Amazon S3 Integration

Agenty’s S3 integration allows you to upload your agent result CSV file on your S3 bucket on AWS selected region.

Amazon S3 also known as Amazon Simple Storage Service or S3 is a scalable, high-speed, web-based cloud storage service by AWS designed for online backup and archiving of small to large set of data on cloud with very low cost and high durability.

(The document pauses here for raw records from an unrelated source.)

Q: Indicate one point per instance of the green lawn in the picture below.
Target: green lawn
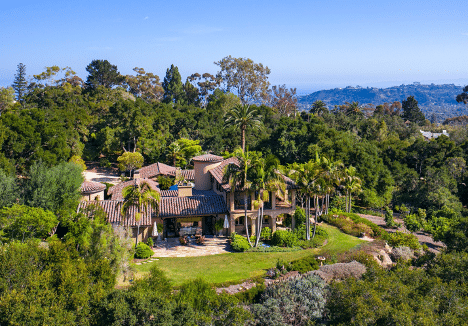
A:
(233, 267)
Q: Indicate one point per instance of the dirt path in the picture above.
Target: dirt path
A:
(424, 238)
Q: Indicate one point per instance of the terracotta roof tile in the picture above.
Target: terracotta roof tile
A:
(192, 206)
(90, 187)
(156, 169)
(116, 191)
(188, 175)
(207, 158)
(204, 203)
(218, 173)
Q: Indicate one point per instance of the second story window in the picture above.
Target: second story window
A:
(239, 201)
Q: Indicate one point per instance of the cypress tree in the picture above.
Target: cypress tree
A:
(173, 87)
(20, 84)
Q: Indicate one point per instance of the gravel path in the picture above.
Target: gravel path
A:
(96, 173)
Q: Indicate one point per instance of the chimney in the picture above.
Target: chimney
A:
(184, 189)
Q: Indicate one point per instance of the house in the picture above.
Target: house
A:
(92, 190)
(194, 207)
(433, 135)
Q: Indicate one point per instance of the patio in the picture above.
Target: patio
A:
(171, 247)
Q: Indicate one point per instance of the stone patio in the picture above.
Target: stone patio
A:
(171, 247)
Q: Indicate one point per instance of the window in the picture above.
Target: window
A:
(240, 220)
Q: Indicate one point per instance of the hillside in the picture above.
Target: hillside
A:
(432, 99)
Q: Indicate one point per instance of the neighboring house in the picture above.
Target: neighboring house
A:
(194, 208)
(433, 135)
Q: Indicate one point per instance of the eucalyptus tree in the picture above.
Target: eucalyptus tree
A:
(143, 197)
(267, 178)
(239, 178)
(248, 78)
(242, 116)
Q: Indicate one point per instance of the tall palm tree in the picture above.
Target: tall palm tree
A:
(267, 178)
(242, 116)
(239, 177)
(307, 177)
(332, 177)
(352, 183)
(142, 196)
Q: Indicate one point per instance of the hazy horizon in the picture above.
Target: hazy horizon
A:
(309, 45)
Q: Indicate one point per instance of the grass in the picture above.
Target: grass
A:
(236, 267)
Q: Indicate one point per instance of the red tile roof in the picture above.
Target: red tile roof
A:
(90, 187)
(116, 191)
(218, 173)
(188, 175)
(113, 211)
(205, 203)
(192, 206)
(156, 169)
(207, 158)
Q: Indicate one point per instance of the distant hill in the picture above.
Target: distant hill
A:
(432, 99)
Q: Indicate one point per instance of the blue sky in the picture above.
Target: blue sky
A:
(306, 44)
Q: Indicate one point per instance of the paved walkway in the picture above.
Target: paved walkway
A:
(171, 247)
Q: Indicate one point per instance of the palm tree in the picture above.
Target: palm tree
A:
(242, 116)
(351, 183)
(307, 177)
(142, 196)
(267, 179)
(238, 176)
(332, 178)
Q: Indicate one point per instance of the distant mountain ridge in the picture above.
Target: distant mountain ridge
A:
(437, 100)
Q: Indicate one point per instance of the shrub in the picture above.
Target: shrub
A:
(400, 239)
(303, 265)
(150, 242)
(219, 225)
(345, 222)
(282, 238)
(266, 233)
(238, 242)
(389, 218)
(160, 228)
(143, 251)
(299, 216)
(338, 202)
(200, 239)
(294, 302)
(402, 253)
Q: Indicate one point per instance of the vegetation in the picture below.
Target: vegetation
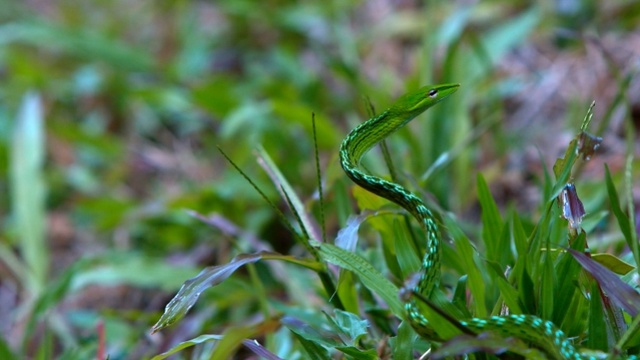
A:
(145, 143)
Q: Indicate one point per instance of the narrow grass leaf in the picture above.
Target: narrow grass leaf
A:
(212, 276)
(402, 343)
(5, 350)
(617, 290)
(347, 237)
(28, 190)
(82, 42)
(350, 324)
(314, 350)
(621, 217)
(283, 185)
(546, 287)
(467, 254)
(487, 343)
(406, 253)
(353, 352)
(509, 294)
(370, 277)
(260, 350)
(234, 337)
(492, 223)
(632, 336)
(187, 344)
(613, 263)
(598, 335)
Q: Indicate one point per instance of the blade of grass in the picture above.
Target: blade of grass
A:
(623, 220)
(370, 277)
(28, 190)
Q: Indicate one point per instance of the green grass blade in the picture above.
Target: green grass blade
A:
(467, 255)
(598, 336)
(370, 277)
(287, 191)
(492, 223)
(621, 217)
(28, 190)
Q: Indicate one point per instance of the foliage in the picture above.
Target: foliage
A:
(111, 117)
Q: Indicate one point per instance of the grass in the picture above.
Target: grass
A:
(110, 123)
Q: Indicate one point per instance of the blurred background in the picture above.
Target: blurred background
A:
(111, 112)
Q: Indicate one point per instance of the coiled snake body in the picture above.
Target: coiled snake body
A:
(540, 333)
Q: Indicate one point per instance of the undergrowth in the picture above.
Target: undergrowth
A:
(544, 269)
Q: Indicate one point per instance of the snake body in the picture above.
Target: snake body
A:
(540, 333)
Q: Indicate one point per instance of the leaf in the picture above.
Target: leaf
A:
(355, 353)
(283, 185)
(486, 342)
(347, 237)
(370, 277)
(467, 255)
(252, 345)
(82, 42)
(598, 337)
(618, 291)
(314, 351)
(350, 324)
(212, 276)
(613, 263)
(623, 220)
(28, 190)
(187, 344)
(492, 223)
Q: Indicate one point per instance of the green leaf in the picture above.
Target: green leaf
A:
(314, 350)
(82, 42)
(623, 220)
(370, 277)
(212, 276)
(350, 324)
(613, 263)
(283, 185)
(187, 344)
(598, 336)
(618, 291)
(353, 352)
(467, 254)
(492, 223)
(28, 190)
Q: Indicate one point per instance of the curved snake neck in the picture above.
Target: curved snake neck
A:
(541, 333)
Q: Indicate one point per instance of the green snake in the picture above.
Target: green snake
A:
(540, 333)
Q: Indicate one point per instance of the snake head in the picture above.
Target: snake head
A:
(420, 100)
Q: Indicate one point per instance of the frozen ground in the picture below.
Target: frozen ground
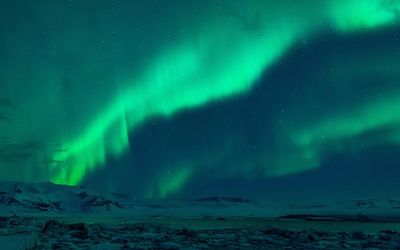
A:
(48, 216)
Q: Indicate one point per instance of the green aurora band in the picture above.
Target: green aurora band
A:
(184, 78)
(221, 55)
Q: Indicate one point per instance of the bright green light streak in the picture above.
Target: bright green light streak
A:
(217, 64)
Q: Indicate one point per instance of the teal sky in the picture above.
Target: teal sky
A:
(164, 98)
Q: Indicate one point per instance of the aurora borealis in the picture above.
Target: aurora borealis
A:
(163, 97)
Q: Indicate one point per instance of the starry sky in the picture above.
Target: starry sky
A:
(273, 99)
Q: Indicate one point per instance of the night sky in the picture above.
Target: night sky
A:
(269, 99)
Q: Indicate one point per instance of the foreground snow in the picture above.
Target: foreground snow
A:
(49, 216)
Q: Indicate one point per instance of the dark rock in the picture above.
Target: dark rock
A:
(79, 234)
(52, 226)
(78, 227)
(277, 231)
(186, 232)
(358, 235)
(119, 241)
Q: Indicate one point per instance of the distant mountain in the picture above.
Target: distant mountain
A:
(48, 197)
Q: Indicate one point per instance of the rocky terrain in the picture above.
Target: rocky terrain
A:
(49, 216)
(53, 234)
(16, 197)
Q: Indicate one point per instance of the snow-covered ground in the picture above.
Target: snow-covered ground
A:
(51, 216)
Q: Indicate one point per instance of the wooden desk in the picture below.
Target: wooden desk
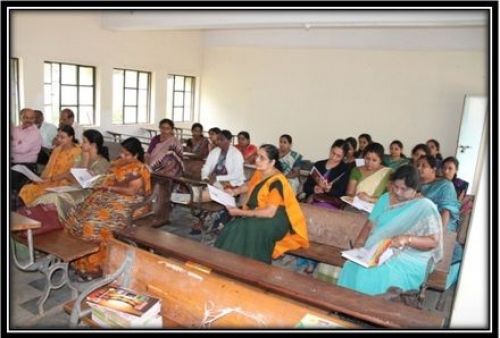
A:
(20, 222)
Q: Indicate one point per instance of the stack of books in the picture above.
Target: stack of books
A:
(116, 307)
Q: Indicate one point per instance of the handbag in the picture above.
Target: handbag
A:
(45, 214)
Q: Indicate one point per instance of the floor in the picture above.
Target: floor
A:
(26, 287)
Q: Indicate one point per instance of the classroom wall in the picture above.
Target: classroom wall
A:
(77, 37)
(318, 95)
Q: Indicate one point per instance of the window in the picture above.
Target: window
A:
(69, 86)
(180, 97)
(131, 96)
(14, 102)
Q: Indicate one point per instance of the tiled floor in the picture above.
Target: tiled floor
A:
(26, 287)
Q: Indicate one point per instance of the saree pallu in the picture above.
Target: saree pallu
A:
(69, 200)
(407, 267)
(167, 158)
(442, 192)
(60, 162)
(375, 184)
(103, 212)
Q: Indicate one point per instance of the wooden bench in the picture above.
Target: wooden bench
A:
(331, 230)
(195, 296)
(301, 288)
(61, 249)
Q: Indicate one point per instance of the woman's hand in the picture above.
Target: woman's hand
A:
(400, 241)
(234, 211)
(364, 196)
(230, 191)
(318, 189)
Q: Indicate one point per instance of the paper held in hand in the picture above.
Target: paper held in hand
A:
(316, 175)
(83, 177)
(26, 172)
(221, 197)
(368, 257)
(358, 203)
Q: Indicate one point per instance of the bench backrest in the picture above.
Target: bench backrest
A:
(190, 293)
(285, 282)
(332, 227)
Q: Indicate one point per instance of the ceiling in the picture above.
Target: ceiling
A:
(330, 28)
(162, 19)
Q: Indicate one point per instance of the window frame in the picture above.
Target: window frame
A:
(14, 74)
(183, 106)
(78, 86)
(137, 90)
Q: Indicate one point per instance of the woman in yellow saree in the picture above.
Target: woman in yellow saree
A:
(369, 181)
(95, 159)
(109, 208)
(271, 221)
(55, 174)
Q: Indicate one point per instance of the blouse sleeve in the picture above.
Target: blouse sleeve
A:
(355, 174)
(379, 207)
(275, 196)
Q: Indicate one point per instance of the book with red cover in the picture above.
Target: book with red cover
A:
(124, 300)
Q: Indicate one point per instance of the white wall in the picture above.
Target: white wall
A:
(472, 306)
(77, 37)
(318, 95)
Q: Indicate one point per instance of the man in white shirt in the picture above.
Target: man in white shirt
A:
(25, 144)
(223, 168)
(49, 132)
(224, 164)
(67, 117)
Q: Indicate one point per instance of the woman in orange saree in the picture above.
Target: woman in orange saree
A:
(109, 207)
(56, 173)
(271, 221)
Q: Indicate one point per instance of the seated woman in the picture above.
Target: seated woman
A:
(55, 174)
(94, 157)
(213, 133)
(198, 144)
(363, 140)
(334, 172)
(164, 154)
(418, 151)
(440, 190)
(271, 221)
(413, 225)
(396, 158)
(369, 181)
(350, 157)
(290, 161)
(249, 151)
(109, 208)
(450, 168)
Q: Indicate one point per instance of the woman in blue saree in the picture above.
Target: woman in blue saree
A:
(413, 225)
(439, 190)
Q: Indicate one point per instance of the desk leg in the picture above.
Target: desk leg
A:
(162, 207)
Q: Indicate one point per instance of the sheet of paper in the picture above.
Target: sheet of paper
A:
(367, 257)
(221, 197)
(358, 203)
(64, 188)
(360, 162)
(26, 172)
(83, 177)
(312, 321)
(362, 205)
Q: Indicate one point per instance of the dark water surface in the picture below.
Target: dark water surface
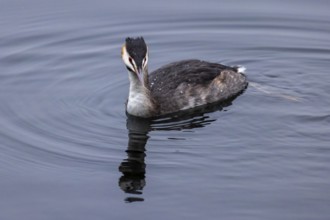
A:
(68, 151)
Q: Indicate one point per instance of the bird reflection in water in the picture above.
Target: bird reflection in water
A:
(133, 168)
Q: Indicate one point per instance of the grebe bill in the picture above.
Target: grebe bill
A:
(176, 86)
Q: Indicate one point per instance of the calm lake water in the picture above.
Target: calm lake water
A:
(68, 150)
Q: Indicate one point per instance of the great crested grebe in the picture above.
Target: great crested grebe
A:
(176, 86)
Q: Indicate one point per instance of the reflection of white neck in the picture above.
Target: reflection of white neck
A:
(139, 99)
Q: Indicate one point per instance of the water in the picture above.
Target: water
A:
(68, 150)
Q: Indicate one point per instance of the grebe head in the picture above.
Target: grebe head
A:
(135, 56)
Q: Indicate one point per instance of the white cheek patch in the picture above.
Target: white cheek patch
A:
(125, 57)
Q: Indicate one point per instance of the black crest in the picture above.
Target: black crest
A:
(137, 49)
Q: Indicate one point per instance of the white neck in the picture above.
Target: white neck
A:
(139, 99)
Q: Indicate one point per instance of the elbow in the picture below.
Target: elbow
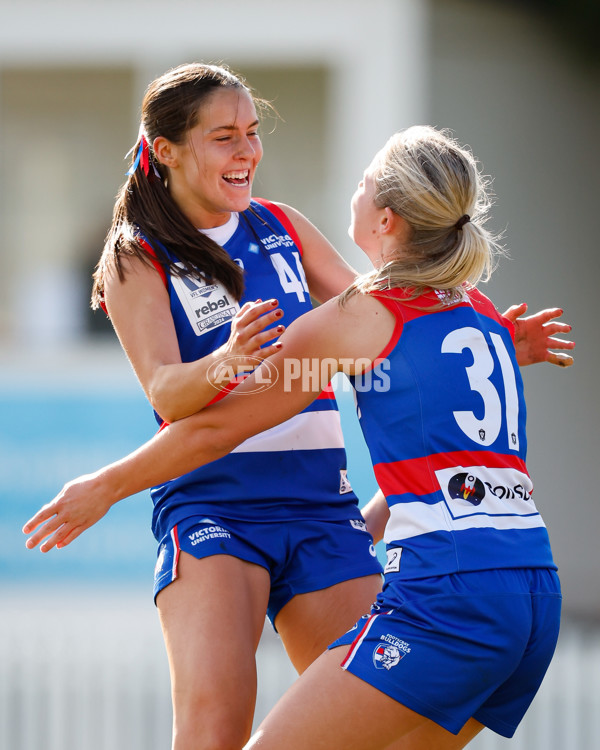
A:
(165, 403)
(206, 440)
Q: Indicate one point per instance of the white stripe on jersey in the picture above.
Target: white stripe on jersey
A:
(358, 642)
(312, 430)
(412, 519)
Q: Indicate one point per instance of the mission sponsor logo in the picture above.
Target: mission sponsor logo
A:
(467, 487)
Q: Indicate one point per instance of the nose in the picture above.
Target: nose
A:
(248, 148)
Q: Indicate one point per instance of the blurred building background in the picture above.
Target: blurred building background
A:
(517, 81)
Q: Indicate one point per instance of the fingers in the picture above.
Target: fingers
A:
(48, 528)
(248, 333)
(560, 359)
(515, 311)
(554, 343)
(43, 514)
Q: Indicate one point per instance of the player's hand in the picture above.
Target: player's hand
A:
(248, 336)
(79, 505)
(535, 336)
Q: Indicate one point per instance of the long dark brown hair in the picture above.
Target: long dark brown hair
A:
(170, 108)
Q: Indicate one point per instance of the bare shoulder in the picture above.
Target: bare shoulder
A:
(359, 328)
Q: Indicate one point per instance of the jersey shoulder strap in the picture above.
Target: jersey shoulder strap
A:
(159, 267)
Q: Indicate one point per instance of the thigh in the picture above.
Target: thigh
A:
(310, 622)
(212, 617)
(329, 708)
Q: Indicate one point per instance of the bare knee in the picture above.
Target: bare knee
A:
(208, 729)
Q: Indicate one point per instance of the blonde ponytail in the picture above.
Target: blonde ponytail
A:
(426, 177)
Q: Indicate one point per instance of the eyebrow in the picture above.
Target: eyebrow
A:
(233, 127)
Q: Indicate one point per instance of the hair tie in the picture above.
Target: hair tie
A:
(462, 221)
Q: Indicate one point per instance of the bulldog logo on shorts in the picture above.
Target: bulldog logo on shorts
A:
(386, 656)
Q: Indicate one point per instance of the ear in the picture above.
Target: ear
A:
(165, 151)
(392, 224)
(388, 221)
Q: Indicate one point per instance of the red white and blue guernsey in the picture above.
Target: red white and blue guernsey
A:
(444, 420)
(292, 471)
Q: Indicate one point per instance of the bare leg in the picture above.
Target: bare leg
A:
(434, 737)
(310, 622)
(329, 708)
(212, 618)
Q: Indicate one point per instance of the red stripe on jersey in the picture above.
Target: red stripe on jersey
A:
(417, 475)
(357, 641)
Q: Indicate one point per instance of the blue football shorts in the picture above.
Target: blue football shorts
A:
(301, 556)
(465, 645)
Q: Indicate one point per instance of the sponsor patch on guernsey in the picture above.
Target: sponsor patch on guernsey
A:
(207, 305)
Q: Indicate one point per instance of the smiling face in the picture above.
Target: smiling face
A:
(211, 172)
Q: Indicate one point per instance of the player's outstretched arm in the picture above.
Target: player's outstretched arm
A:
(319, 337)
(535, 336)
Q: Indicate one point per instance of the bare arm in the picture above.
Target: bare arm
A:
(140, 312)
(326, 335)
(376, 513)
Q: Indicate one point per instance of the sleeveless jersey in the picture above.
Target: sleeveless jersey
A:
(443, 416)
(294, 470)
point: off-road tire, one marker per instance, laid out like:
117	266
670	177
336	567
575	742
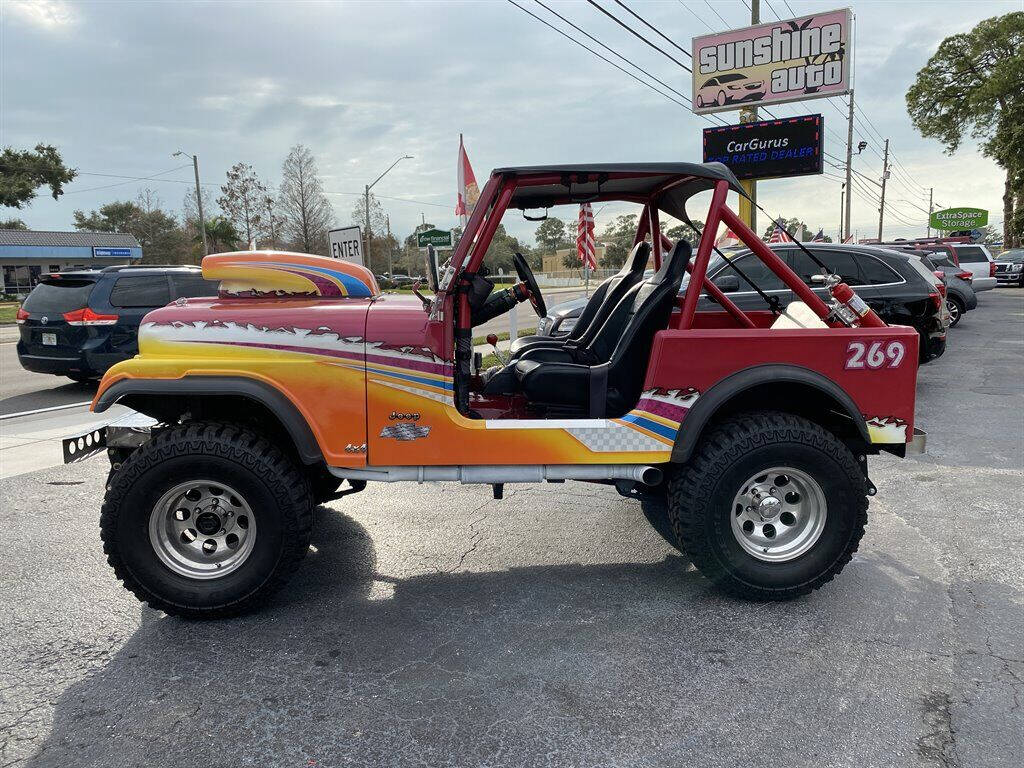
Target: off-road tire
655	509
701	493
275	488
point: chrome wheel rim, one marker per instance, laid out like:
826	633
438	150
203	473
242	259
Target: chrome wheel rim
953	311
778	514
202	529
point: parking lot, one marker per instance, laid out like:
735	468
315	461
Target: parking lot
434	626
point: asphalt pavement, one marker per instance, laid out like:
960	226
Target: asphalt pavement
435	626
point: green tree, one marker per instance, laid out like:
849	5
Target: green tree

This tutorial will explain how you can use Agenty S3 plugin to transfer your agent result CSV file to your S3 bucket on AWS for backup, or to move the Agenty data on your cloud infrastructure where your other projects or server are running.

Create a S3 Bucket

  1. Sign in to your AWS console account and find the S3 service.

AWS Dashboard

  1. Clicking on S3 will open the S3 dashboard

S3 Dashboard

  1. Click on the Create bucket.

  2. Give a name to your bucket and select one of the region where you want to store your data physically. Then click on next-next to complete the wizard to finally confirm and your bucket will be ready in few minutes.

Create S3 Bucket

IAM Access

Once the bucket has been created, we’ll use IAM management feature by AWS to create credentials and give limited access to Agenty to connect, upload data to this bucket only.

IAM feature on AWS

Note: Make sure programmatic access has been selected in access type, as Agenty will connect using the access id and secret key programmatically.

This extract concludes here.